The IOC will also review preparations for next year's Beijing Olympics, adopt guidelines for blogging by athletes during the games, assess plans for the first Youth Olympics, and discuss the issue of betting in sports.

Reallocating the medals from the 2000 Sydney Games is expected to come up Wednesday, when a three-member disciplinary commission makes its recommendations to the board,  including the possibility of leaving the 100-meter gold medal spot vacant.

Jones won gold medals in the 100, 200 and 1,600-meter relay, and bronze medals in the long jump and 400-meter relay. After years of denying drug use, she acknowledged in court in October that she started doping before the Sydney Olympics. She has returned her medals.

Last month, the International Association of Athletics Federations erased all of Jones' results dating to September 2000 and recommended that her relay teammates also be disqualified and lose their medals.

IOC president Jacques Rogge said that medal upgrades would not be "automatic," and that only athletes deemed to be "clean" would be bumped up.

Normally when an Olympic medalist is disqualified, the standings are adjusted so that the next-place finisher moves up and those below also go up a spot. However, there is reluctance among some IOC officials to upgrade Thanou from silver to gold in the 100 because she was involved in a high-profile scandal at the 2004 Athens Olympics.

Thanou and fellow Greek runner Kostas Kenteris failed to show up for drug tests on the eve of the games and claimed they were injured in a motorcycle accident. They were forced to pull out of the Olympics and were later banned for two years.

Without evidence that Thanou was guilty of any doping violation in Sydney, the IOC would need other reasons for not awarding her the gold. Some IOC officials have suggested leaving the 100-meter gold vacant.
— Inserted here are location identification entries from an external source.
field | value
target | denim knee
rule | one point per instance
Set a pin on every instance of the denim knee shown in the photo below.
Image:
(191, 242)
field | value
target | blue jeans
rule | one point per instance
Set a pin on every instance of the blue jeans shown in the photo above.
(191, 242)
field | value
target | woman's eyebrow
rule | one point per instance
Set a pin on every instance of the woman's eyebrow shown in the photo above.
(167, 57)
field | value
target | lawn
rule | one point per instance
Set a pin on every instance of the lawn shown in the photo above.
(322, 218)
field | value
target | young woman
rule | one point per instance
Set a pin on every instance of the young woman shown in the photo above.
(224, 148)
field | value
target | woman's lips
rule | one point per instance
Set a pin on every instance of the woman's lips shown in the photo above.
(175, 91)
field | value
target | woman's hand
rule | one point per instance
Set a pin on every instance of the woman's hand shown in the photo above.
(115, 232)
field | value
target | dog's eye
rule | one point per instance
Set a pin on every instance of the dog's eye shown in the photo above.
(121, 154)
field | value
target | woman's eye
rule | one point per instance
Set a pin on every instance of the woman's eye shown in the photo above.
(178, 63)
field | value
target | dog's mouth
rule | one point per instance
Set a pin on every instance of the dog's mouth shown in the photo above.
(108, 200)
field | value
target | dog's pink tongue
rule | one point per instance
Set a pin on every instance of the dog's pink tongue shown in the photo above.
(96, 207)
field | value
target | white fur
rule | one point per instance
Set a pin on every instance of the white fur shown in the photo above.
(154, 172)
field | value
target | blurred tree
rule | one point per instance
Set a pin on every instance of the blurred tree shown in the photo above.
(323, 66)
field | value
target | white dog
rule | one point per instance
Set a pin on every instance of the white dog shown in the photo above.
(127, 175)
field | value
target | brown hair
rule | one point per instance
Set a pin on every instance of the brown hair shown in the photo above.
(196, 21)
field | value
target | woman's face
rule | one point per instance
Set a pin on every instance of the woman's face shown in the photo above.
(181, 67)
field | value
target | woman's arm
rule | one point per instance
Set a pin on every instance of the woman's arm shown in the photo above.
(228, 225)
"In a way, it's logical and consistent that we should just move her up, but there is another feeling," IOC executive board member Denis Oswald told The Associated Press last month at a world anti-doping summit. "We'll see how insistent she is. The best way would be not to do anything and just leave it as it is and there is no gold.

"The rules say you move up," said Oswald, a Swiss lawyer who sits on the three-man panel investigating the Jones case. "Legally it's pretty clear. But it's more an ethical issue."

Heiberg, a board member from Norway, believes the matter should be postponed until more is known about Thanou.

"I don't know whether we are ready to make a decision," he told the AP. "If we do give her the gold medal, we should be 100 percent sure."

The bronze medalist in the 100 in Sydney was Tanya Lawrence, with fellow Jamaican Merlene Ottey fourth.

In the 200, Pauline Davis-Thompson of the Bahamas took the silver behind Jones and now stands to move up to gold. Sri Lanka's Susanthika Jayasinghe was third and Jamaica's Beverly McDonald fourth.

The IOC is likely to seek disqualification of the other eight American women, including those in the preliminaries who won medals in the relays.

Jamaica took silver behind the United States in the 1,600 relay, with Russia third and Nigeria fourth. In the 400 relay, France was fourth behind the Americans.

U.S. Olympic Committee chairman Peter Ueberroth has said the American relay athletes should voluntarily return their medals.

Lawyers, however, can point to a ruling in the case of American runner Jerome Young, who was stripped of his gold medal in the 1,600-meter relay from Sydney because of a previous doping violation. He ran onlythe preliminary.

The IAAF and IOC sought unsuccessfully to strip the entire American team, including Michael Johnson. The Court of Arbitration for Sport ruled in 2005 that there were no rules in place at the time of the Sydney Games calling for a whole relay team to be disqualified for an offense by one member.